Die schnellste Frau Europas

Mit 513 Kilometern pro Stunde hat Jndia Erbacher aus Dornach 2019 den Europarekord im Drag- Racing aufgestellt. Ihr nächstes Ziel: in den USA Vollgas geben.

Nitromethan im Blut: Das Talent fürs Drag-Racing hat Jndia Erbacher von ihrem Vater geerbt. Foto: ZVG / Jürg Streun

Nitromethan im Blut: Das Talent fürs Drag-Racing hat Jndia Erbacher von ihrem Vater geerbt. Foto: ZVG / Jürg Streun

Drag Races sind Beschleunigungsrennen, bei denen zwei Autos in einem Rennen über eine Strecke von 1000 Fuss gegeneinander antreten.
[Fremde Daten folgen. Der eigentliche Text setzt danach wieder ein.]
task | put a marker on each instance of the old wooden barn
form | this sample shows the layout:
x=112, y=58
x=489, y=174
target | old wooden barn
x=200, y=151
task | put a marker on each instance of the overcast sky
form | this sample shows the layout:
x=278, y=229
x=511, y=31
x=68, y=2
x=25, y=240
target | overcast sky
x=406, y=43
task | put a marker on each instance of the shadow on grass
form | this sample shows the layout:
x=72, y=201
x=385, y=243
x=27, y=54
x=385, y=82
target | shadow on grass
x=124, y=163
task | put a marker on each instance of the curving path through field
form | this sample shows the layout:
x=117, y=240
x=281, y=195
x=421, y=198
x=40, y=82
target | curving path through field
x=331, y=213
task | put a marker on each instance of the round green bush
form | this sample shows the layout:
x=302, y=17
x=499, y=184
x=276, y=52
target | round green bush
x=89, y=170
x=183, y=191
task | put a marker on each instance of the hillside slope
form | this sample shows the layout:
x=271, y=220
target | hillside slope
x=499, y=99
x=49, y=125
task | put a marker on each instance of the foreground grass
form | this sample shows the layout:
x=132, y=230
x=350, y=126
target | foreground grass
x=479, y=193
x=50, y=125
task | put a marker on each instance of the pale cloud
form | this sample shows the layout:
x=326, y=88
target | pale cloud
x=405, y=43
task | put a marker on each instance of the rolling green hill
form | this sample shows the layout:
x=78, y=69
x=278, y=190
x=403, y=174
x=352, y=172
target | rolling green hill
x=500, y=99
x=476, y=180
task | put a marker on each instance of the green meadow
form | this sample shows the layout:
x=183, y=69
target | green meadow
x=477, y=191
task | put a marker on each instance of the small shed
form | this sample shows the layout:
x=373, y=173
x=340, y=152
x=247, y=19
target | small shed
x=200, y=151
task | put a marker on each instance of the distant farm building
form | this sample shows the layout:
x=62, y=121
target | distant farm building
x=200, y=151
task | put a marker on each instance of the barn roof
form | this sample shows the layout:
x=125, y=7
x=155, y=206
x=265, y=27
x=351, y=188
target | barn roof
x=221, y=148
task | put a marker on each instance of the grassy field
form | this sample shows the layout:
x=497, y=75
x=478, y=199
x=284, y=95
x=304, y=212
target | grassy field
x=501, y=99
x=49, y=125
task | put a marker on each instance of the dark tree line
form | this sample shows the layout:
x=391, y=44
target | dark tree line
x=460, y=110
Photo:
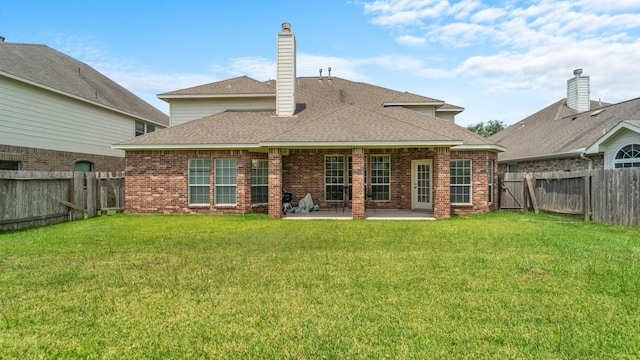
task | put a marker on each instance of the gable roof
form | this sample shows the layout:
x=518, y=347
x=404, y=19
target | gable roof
x=330, y=113
x=558, y=131
x=42, y=66
x=242, y=85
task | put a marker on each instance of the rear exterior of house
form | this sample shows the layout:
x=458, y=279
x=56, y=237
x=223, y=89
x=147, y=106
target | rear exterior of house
x=59, y=114
x=236, y=145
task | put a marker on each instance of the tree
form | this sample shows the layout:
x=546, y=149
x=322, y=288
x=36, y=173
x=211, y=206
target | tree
x=487, y=129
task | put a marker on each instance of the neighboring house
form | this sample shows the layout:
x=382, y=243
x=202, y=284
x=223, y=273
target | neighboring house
x=57, y=113
x=573, y=134
x=235, y=145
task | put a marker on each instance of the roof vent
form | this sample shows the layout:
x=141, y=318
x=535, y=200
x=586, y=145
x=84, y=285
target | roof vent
x=578, y=92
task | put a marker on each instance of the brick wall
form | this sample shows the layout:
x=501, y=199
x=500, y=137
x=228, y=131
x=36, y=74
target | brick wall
x=50, y=160
x=157, y=182
x=479, y=185
x=567, y=164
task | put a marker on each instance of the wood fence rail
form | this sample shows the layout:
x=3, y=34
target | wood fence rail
x=609, y=196
x=38, y=198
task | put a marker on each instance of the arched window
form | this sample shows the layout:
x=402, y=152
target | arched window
x=627, y=156
x=83, y=166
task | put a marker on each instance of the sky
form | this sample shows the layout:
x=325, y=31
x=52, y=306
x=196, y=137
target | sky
x=500, y=60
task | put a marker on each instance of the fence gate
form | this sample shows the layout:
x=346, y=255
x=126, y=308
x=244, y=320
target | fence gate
x=38, y=198
x=512, y=192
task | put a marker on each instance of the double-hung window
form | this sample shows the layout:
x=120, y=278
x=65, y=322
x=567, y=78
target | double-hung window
x=144, y=128
x=199, y=181
x=225, y=181
x=460, y=177
x=259, y=182
x=490, y=180
x=334, y=176
x=381, y=177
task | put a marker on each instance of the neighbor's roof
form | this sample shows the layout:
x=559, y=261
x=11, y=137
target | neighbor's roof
x=330, y=113
x=47, y=68
x=242, y=85
x=558, y=131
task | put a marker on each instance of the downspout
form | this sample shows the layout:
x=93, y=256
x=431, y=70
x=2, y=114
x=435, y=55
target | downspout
x=590, y=160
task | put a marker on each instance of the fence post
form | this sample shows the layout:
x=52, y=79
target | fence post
x=104, y=201
x=78, y=194
x=91, y=194
x=587, y=196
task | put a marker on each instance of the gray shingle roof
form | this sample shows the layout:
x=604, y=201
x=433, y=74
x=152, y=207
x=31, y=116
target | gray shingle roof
x=242, y=85
x=329, y=112
x=557, y=129
x=50, y=68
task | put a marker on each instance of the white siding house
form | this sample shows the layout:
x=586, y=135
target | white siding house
x=56, y=111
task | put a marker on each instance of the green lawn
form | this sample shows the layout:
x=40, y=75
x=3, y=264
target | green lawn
x=499, y=286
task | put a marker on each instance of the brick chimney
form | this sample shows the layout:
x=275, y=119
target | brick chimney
x=578, y=92
x=286, y=72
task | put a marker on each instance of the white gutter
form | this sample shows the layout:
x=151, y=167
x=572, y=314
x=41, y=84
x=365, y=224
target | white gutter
x=184, y=146
x=590, y=160
x=478, y=147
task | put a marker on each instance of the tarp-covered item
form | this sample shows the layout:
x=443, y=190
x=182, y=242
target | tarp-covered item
x=306, y=204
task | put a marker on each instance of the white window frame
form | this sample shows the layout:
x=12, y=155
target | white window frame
x=380, y=180
x=632, y=161
x=226, y=178
x=456, y=183
x=259, y=180
x=146, y=128
x=490, y=181
x=199, y=180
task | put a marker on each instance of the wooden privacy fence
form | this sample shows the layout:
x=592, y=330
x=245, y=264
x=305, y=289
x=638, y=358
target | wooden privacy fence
x=609, y=196
x=37, y=198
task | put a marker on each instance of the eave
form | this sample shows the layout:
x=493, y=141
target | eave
x=570, y=154
x=295, y=145
x=213, y=96
x=496, y=148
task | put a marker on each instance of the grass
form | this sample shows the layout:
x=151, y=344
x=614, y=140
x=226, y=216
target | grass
x=500, y=285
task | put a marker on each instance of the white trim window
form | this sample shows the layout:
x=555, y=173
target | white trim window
x=490, y=180
x=199, y=181
x=334, y=176
x=460, y=177
x=259, y=181
x=381, y=177
x=627, y=156
x=143, y=128
x=225, y=181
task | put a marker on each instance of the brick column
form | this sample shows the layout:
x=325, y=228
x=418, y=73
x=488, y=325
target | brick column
x=357, y=182
x=442, y=183
x=244, y=182
x=275, y=183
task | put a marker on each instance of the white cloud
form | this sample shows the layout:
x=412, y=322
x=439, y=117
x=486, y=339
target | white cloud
x=410, y=40
x=488, y=15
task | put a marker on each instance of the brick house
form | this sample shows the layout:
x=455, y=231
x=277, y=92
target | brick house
x=59, y=114
x=234, y=146
x=575, y=133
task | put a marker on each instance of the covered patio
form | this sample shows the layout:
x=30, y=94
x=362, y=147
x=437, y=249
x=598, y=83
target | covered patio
x=377, y=214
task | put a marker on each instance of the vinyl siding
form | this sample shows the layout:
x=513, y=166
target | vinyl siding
x=186, y=110
x=33, y=117
x=427, y=110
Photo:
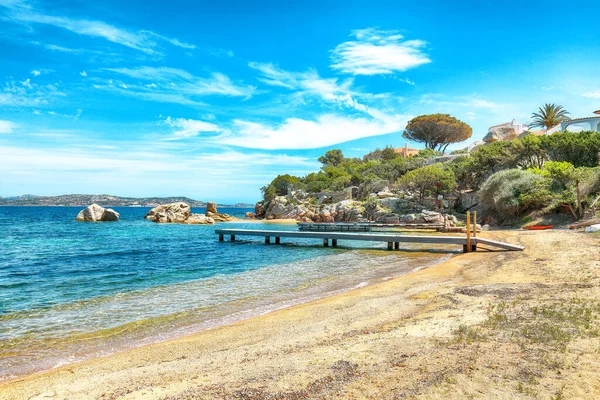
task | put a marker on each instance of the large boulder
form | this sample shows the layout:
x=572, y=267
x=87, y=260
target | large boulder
x=177, y=212
x=500, y=133
x=212, y=212
x=211, y=206
x=96, y=213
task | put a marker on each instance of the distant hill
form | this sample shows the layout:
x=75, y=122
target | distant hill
x=103, y=200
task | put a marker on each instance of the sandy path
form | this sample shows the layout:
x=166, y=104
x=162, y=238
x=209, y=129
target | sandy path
x=485, y=325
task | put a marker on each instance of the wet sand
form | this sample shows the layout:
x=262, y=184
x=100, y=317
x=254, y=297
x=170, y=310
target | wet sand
x=483, y=325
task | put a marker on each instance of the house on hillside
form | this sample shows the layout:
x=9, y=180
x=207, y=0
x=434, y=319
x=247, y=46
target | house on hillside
x=505, y=131
x=583, y=123
x=406, y=151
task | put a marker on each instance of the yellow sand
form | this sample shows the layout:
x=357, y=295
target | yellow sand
x=430, y=334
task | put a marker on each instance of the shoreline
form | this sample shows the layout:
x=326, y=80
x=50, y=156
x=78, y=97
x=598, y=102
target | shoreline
x=382, y=339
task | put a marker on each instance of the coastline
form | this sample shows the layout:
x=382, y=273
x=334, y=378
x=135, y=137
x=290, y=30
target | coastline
x=373, y=341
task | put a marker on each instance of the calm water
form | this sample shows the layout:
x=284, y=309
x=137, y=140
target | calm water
x=72, y=290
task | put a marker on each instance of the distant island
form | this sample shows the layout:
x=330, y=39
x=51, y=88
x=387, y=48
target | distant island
x=104, y=200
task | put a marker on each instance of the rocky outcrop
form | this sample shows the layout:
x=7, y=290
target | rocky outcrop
x=500, y=133
x=95, y=213
x=178, y=212
x=212, y=212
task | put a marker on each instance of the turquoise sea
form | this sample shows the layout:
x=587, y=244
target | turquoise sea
x=74, y=290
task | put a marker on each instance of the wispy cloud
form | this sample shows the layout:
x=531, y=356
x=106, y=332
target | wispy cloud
x=592, y=94
x=28, y=93
x=311, y=84
x=296, y=133
x=6, y=126
x=173, y=85
x=189, y=127
x=377, y=51
x=143, y=40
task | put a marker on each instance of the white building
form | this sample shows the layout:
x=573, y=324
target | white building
x=518, y=127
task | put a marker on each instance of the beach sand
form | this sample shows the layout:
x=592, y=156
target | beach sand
x=484, y=325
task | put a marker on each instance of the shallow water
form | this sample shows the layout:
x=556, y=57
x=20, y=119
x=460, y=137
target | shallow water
x=72, y=290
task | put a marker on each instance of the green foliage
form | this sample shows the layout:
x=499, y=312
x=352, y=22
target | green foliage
x=437, y=131
x=332, y=157
x=279, y=186
x=511, y=192
x=430, y=180
x=548, y=116
x=579, y=148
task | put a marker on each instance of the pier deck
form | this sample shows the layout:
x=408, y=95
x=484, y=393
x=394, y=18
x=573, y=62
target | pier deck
x=393, y=240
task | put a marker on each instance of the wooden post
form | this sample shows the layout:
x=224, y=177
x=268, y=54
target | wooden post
x=468, y=231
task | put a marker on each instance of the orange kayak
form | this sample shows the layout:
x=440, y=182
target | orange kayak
x=539, y=227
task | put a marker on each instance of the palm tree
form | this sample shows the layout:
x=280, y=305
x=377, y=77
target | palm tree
x=548, y=116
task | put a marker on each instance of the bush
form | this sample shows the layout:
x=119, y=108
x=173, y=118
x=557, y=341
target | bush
x=430, y=180
x=511, y=192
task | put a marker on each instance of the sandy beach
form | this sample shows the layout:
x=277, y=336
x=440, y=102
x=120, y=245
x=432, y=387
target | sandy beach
x=484, y=325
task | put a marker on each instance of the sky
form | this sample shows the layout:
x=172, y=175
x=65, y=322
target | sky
x=212, y=100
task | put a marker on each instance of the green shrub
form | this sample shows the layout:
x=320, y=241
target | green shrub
x=511, y=192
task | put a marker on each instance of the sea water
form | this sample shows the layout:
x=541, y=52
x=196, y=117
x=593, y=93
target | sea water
x=73, y=290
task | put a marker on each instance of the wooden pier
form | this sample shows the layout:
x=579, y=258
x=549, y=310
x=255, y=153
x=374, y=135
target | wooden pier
x=393, y=241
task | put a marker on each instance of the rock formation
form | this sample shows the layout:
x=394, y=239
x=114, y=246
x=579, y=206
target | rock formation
x=500, y=133
x=178, y=212
x=95, y=213
x=211, y=212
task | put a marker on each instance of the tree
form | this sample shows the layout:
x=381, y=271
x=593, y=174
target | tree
x=333, y=157
x=437, y=131
x=433, y=179
x=548, y=116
Wer mit seinem «Dragster», wie die Autos in der Szene heissen, schneller über die Ziellinie fährt, gewinnt das Rennen. So simpel sich das für Laien anhören mag: Für diese wenigen Rennsekunden betreiben Jndia Erbacher und ihr Team einen enormen Aufwand. Eine 15-köpfige Mecha­nikercrew schraubt an fünf Rennwochenenden pro Jahr ununterbrochen an ­diesem fahrenden Monster, um es noch schneller zu machen. Unglaubliche 10800 Pferdestärken bringen das 9,5 Meter lange Gefährt in 0,6 Sekunden von null auf hundert Kilometer pro Stunde, angetrieben von Nitromethan – einem flüssigen Sprengstoff, der auch für Raketentreibstoffe verwendet wird. Das kann auch gefährlich werden, doch Rennfahrerin Jndia Erbacher winkt ab: «Explosionen sind für uns normal. «Dann nimmt es uns halt mal den Motor, schlimm ist das nicht – aber teuer wird es.»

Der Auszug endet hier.